Rough idea for 2: After restricting the output of all_simple_paths the first time, which leaves only the longest simple paths, I'd like to do the following:

-Make a set, L, where the elements of this set are the longest simple paths just mentioned

-Write a function: Domain: L Range: {YES, NO} (would tell you if the path has a self-intersection).

The following is the rule defining the function. Take the path l from L. This path is a series of directed edges

i_1 --> i_2 --> ... i_m.

Now, we will consider each directed edge of the path l one-by-one, in order. So first, consider i_1 --> i_2. Call this edge e_1. Create a set C_{e_1} of all edges from the underlying graph that e_1 crosses, and remember this set until the function outputs YES or NO.

Now, move to the next edge in l, call it e_2. Check if e_2 is in C_{e_1}. If yes, halt and print NO. Else, create the set C_{e_2} of edges from the underlying graph that cross e_2, and remember this set until the function outputs YES or NO. Next, consider e_3. If e_3 is in the union of C_{e_1} and C_{e_2}, then halt and print NO. Else, create C_{e_3}, etc.

-Write a program which runs the function just described on each possible input in L, then throws out all the NO paths, and returns only the YES paths.

Example:

```
d = {1:[2,4,5], 2:[3,4,5,6], 3:[6], 4:[2,5], 5:[3,4,6]}
D = DiGraph(d)
D.all_simple_paths(starting_vertices=[1], ending_vertices=[6])
```

I'm drawing this graph as two squares, glued together along the edge 2--5, with an "X" inside each square (which is what sage output when I tried G=Graph(d), then show(G), and this is the embedding I had in mind).

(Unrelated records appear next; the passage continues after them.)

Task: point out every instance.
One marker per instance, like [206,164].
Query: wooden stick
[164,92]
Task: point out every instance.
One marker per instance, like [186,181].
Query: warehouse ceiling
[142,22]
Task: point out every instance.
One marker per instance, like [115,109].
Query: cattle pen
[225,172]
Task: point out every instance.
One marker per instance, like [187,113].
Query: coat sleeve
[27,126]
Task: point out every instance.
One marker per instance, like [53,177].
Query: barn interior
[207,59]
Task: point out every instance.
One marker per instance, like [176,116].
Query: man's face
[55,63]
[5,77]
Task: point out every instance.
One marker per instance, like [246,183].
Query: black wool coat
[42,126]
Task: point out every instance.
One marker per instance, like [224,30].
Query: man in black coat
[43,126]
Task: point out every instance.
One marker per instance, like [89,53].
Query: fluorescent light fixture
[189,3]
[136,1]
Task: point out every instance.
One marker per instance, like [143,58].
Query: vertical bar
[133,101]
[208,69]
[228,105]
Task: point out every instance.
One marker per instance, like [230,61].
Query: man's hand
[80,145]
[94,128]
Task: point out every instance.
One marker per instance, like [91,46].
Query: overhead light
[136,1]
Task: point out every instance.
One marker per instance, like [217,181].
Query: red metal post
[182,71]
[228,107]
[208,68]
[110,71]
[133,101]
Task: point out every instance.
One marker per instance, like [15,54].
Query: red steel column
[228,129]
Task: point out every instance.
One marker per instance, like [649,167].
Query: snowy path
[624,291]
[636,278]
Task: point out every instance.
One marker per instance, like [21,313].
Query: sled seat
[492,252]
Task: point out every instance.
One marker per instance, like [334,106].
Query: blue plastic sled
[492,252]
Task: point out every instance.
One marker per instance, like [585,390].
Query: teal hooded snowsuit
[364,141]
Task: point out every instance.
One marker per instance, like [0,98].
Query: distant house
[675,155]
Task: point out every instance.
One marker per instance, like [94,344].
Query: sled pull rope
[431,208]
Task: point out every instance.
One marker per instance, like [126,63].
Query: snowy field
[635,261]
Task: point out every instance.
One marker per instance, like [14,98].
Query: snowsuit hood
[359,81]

This gives the following output:

```
[[1, 2, 6],
[1, 5, 6],
[1, 2, 3, 6],
[1, 2, 5, 6],
[1, 4, 2, 6],
[1, 4, 5, 6],
[1, 5, 3, 6],
[1, 2, 4, 5, 6],
[1, 2, 5, 3, 6],
[1, 4, 2, 3, 6],
[1, 4, 2, 5, 6],
[1, 4, 5, 3, 6],
[1, 5, 4, 2, 6],
[1, 2, 4, 5, 3, 6],
[1, 4, 2, 5, 3, 6],
[1, 5, 4, 2, 3, 6]]
```

First, I would like to filter this output so that only the longest simple paths are given (which forms the set "L"). EDIT: This can be done with list comprehension as follows. Let F_1 = D.all_simple_paths(starting_vertices=[1], ending_vertices=[6]). Then using [x for x in F_1 if len(x) > 5] leaves only longest simple paths:

```
[[1, 2, 4, 5, 3, 6],
[1, 4, 2, 5, 3, 6],
[1, 5, 4, 2, 3, 6]]
```

Finally, note that the last longest path [1, 5, 4, 2, 3, 6] is a NO path, since it has an edge self-intersection (according to how we are drawing the underlying graph): the first edge 1-->5 will be crossed by the edge 4-->2 later in the path. As the first two longest simple paths listed above do not have any edge self-intersections, they are YES paths, and the final output of the program should be:

```
[[1, 2, 4, 5, 3, 6],
[1, 4, 2, 5, 3, 6]]
```

Welcome to Ask Sage! Thank you for your question.

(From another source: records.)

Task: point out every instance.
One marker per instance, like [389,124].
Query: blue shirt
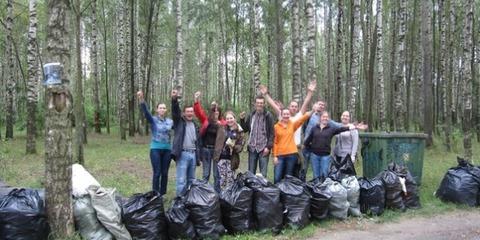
[161,128]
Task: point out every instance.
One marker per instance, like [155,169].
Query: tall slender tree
[32,84]
[467,76]
[58,139]
[427,69]
[9,120]
[296,55]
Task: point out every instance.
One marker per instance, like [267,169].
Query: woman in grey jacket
[346,142]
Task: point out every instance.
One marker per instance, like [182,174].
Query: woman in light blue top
[160,146]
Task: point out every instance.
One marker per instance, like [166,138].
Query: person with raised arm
[160,144]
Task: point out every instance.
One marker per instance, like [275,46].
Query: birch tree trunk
[354,61]
[58,139]
[296,49]
[178,78]
[399,85]
[32,84]
[427,69]
[96,97]
[467,76]
[10,86]
[380,74]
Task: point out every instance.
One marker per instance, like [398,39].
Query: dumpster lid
[393,135]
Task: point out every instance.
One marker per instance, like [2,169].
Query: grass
[126,167]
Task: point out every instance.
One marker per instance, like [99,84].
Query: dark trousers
[160,159]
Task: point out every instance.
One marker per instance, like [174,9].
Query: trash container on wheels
[380,149]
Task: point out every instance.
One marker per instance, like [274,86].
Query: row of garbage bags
[250,203]
[461,184]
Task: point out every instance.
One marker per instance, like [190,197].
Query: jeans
[307,159]
[320,165]
[207,165]
[160,159]
[185,171]
[285,166]
[253,160]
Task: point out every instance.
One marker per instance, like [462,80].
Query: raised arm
[176,112]
[311,88]
[264,91]
[197,108]
[144,107]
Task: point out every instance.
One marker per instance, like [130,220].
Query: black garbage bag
[237,206]
[22,216]
[372,196]
[179,226]
[341,168]
[393,190]
[319,200]
[144,217]
[296,201]
[204,205]
[86,221]
[267,207]
[461,184]
[338,204]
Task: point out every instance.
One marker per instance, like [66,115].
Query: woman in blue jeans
[319,141]
[160,146]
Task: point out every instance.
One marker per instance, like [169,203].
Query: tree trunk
[256,45]
[354,61]
[105,55]
[10,86]
[32,96]
[296,49]
[79,101]
[58,139]
[427,70]
[279,47]
[339,50]
[399,85]
[178,79]
[467,76]
[96,97]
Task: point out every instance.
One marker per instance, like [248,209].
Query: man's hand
[197,96]
[312,86]
[140,96]
[266,151]
[174,94]
[263,89]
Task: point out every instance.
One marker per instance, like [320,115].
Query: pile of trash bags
[461,184]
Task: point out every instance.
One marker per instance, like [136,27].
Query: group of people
[216,142]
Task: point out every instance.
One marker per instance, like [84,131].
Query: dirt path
[461,224]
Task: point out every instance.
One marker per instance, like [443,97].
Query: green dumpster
[380,149]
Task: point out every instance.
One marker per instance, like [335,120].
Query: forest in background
[397,65]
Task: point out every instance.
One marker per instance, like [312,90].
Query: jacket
[269,122]
[220,143]
[179,125]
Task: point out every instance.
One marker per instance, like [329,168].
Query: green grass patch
[125,165]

Can you clarify what you are looking for. Depending on the constraints, it might be sufficient to filter the paths returned by method

`all_simple_paths`

to keep only what you need, or you need a different method.Thanks for your comment David, I edited the post. Hopefully what I am looking for is more clear now.

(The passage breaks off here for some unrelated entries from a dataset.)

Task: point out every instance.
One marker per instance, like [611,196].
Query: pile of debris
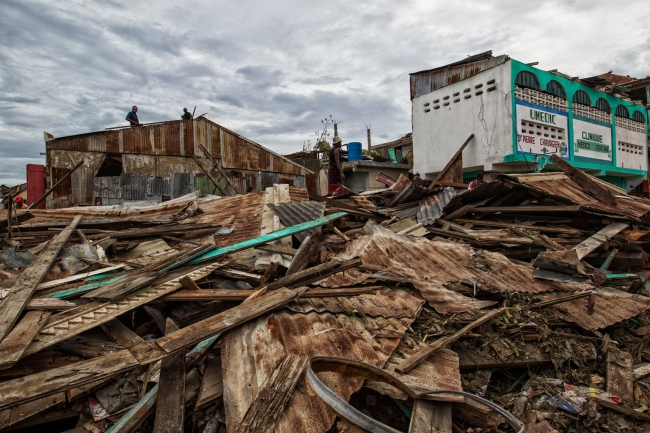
[521,304]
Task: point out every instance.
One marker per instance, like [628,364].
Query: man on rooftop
[186,115]
[132,117]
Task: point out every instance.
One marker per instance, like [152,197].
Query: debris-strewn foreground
[277,311]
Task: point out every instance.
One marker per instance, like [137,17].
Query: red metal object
[35,184]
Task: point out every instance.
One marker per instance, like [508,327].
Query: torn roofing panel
[386,303]
[263,341]
[611,306]
[429,265]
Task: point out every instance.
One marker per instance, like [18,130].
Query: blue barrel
[354,151]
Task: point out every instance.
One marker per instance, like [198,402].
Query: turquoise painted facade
[605,164]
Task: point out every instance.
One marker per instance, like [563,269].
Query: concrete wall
[464,108]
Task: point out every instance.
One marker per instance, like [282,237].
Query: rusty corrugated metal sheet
[83,180]
[65,188]
[559,185]
[428,81]
[430,265]
[611,306]
[266,339]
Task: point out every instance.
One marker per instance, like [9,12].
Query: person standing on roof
[186,115]
[132,117]
[476,182]
[335,176]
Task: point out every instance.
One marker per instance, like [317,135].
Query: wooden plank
[454,166]
[409,363]
[170,408]
[585,181]
[49,191]
[599,238]
[620,376]
[430,417]
[49,304]
[12,416]
[273,236]
[239,295]
[77,277]
[14,303]
[74,322]
[264,414]
[211,383]
[228,319]
[49,382]
[309,249]
[12,347]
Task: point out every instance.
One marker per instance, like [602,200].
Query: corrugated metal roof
[429,265]
[266,339]
[560,185]
[431,207]
[427,81]
[611,306]
[134,186]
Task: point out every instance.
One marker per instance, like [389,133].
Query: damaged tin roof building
[521,115]
[161,161]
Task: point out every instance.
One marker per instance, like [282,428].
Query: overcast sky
[270,70]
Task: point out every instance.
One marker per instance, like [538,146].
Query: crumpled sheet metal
[385,303]
[429,265]
[431,208]
[250,352]
[353,369]
[611,306]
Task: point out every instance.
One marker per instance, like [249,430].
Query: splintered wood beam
[593,242]
[411,362]
[170,408]
[585,181]
[265,412]
[430,416]
[270,237]
[20,293]
[12,347]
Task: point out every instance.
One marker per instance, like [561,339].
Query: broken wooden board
[414,360]
[267,408]
[211,383]
[78,320]
[14,345]
[14,303]
[620,377]
[170,407]
[593,242]
[430,417]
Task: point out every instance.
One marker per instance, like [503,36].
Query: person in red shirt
[476,182]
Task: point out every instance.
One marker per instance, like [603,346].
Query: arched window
[555,88]
[638,117]
[621,111]
[527,79]
[581,97]
[603,105]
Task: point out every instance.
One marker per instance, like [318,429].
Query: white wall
[439,133]
[631,149]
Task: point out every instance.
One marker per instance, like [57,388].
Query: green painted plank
[269,237]
[82,289]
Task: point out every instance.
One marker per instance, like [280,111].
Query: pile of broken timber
[203,316]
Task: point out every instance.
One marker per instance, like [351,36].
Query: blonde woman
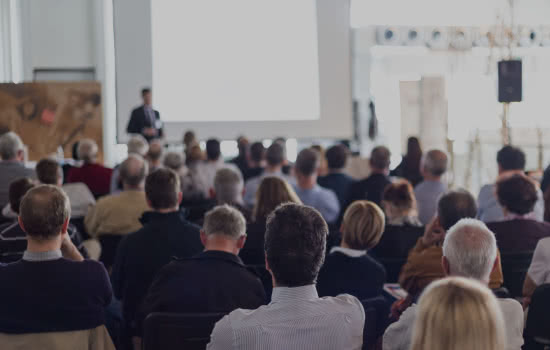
[458,314]
[273,191]
[349,268]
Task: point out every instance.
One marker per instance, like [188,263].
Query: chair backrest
[171,331]
[514,269]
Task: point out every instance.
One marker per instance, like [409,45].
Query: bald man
[119,214]
[432,167]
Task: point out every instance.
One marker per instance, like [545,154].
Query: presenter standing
[145,120]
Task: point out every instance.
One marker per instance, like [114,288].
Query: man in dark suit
[215,280]
[145,120]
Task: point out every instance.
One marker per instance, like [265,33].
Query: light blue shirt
[489,210]
[322,199]
[296,318]
[427,195]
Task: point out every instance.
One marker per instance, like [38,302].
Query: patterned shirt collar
[42,256]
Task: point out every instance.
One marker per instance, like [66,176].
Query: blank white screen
[235,60]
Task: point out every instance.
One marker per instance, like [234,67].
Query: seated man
[307,189]
[469,250]
[296,318]
[12,164]
[13,240]
[165,234]
[119,214]
[49,172]
[423,264]
[94,175]
[221,277]
[45,292]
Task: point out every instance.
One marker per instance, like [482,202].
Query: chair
[171,331]
[514,269]
[377,312]
[537,330]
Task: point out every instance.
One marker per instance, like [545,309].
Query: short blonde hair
[363,225]
[457,313]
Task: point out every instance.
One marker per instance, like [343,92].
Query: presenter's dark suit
[139,120]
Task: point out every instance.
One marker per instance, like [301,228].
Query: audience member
[402,229]
[518,231]
[511,160]
[119,214]
[457,314]
[94,175]
[434,166]
[44,292]
[423,264]
[273,191]
[296,317]
[137,144]
[165,234]
[154,155]
[224,281]
[409,168]
[13,240]
[275,157]
[307,189]
[12,166]
[241,161]
[372,187]
[336,179]
[349,268]
[469,250]
[81,199]
[256,160]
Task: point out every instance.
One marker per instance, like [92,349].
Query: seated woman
[348,268]
[456,314]
[273,191]
[402,228]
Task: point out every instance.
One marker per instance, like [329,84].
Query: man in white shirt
[469,250]
[296,318]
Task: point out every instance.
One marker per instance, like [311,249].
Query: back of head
[456,314]
[10,145]
[337,157]
[380,158]
[133,171]
[400,194]
[225,221]
[275,154]
[43,211]
[363,225]
[137,144]
[228,185]
[517,194]
[213,150]
[174,160]
[155,151]
[257,152]
[511,158]
[162,187]
[48,171]
[470,249]
[435,162]
[307,162]
[295,243]
[272,192]
[455,205]
[17,191]
[87,150]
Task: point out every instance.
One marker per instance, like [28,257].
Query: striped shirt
[296,318]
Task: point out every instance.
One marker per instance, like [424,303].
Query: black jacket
[212,281]
[139,121]
[142,254]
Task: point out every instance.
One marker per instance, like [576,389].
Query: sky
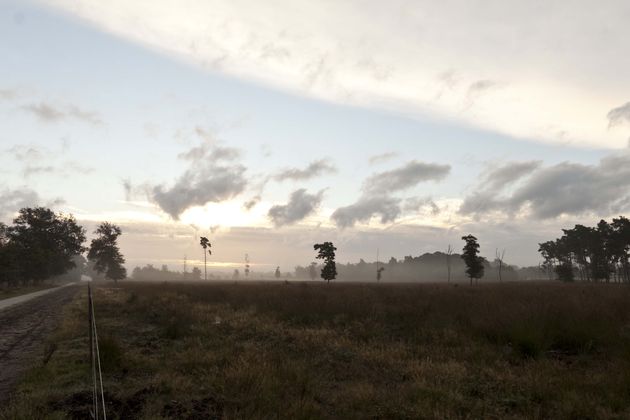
[269,126]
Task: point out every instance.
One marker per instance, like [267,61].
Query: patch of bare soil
[23,331]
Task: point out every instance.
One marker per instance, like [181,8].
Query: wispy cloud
[314,169]
[336,53]
[377,196]
[53,113]
[214,175]
[301,204]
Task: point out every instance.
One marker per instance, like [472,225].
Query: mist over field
[234,209]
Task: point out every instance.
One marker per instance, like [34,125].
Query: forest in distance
[42,244]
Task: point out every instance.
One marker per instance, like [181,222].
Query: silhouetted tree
[474,263]
[41,244]
[205,244]
[105,254]
[312,270]
[449,252]
[499,261]
[379,273]
[594,253]
[326,252]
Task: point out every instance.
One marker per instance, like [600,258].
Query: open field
[311,350]
[24,328]
[9,292]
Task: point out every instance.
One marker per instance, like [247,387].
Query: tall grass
[308,350]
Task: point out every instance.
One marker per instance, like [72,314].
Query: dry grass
[306,350]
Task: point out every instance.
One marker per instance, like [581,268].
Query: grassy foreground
[6,293]
[306,350]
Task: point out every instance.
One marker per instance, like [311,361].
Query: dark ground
[23,331]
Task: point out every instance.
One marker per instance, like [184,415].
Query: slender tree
[474,263]
[206,245]
[326,252]
[105,254]
[312,270]
[379,268]
[43,244]
[499,259]
[449,252]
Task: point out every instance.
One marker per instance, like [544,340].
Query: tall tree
[326,252]
[474,263]
[449,252]
[105,254]
[44,243]
[620,246]
[205,244]
[312,270]
[499,260]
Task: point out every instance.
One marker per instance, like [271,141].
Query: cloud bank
[300,205]
[214,175]
[376,198]
[569,189]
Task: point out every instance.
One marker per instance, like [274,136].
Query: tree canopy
[474,263]
[326,252]
[39,244]
[598,253]
[105,254]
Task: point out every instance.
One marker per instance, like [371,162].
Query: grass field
[6,293]
[311,350]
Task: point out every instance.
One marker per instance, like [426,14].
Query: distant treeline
[39,245]
[594,254]
[42,245]
[149,272]
[429,267]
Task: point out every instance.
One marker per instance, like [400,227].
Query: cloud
[313,170]
[334,52]
[417,203]
[509,173]
[570,189]
[250,204]
[405,177]
[382,157]
[49,113]
[128,188]
[13,200]
[8,94]
[619,115]
[387,208]
[300,205]
[213,176]
[376,198]
[24,153]
[41,160]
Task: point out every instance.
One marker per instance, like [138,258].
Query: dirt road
[24,327]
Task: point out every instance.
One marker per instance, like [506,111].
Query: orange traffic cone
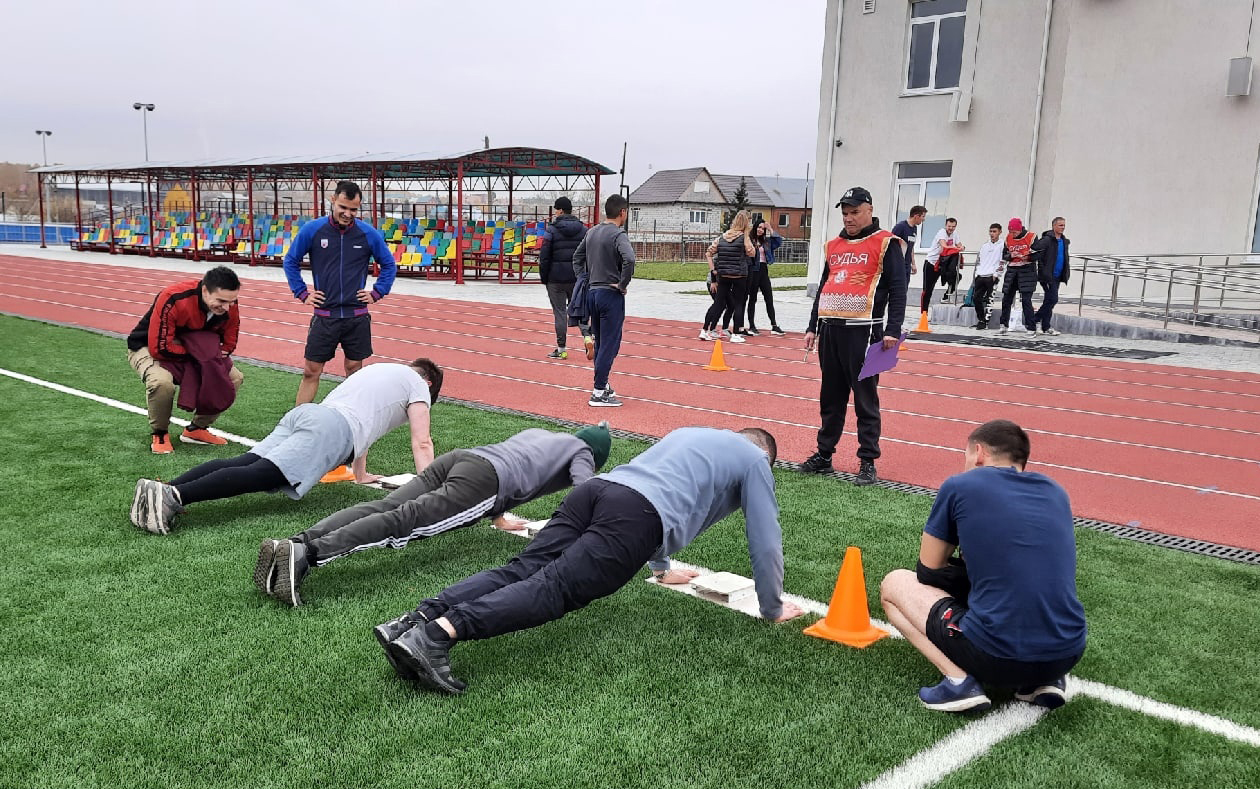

The problem you want to solve is difficult. The problem of finding the longest path is already NP-complete. Furthermore, I assume you want the maximum number of non-crossing longest paths, so fixing a path and searching for other non crossing paths is not a good solution. You may obtain a solution with a single path while there is a solution with many non-crossing paths (avoiding the first one).

This problem can certainly be solved using integer linear programming since you can express the crossings from your embedding as constraints.

"

Furthermore, I assume you want the maximum number of non-crossing longest paths"You seem to be implying that I am looking for the largest set of longest paths, such that all paths in this largest set have no edge crossings between them. This is not the case.

Instead, I want the number of all non-

self-crossinglongest paths - I do not care if any edge from path 1 crosses any edge from path 2, where path 1 and path 2 are any two longest paths without self-crossings. I only care that, for eachindividualpath, say path A for example, that no edge from path A crosses any other edge from path A.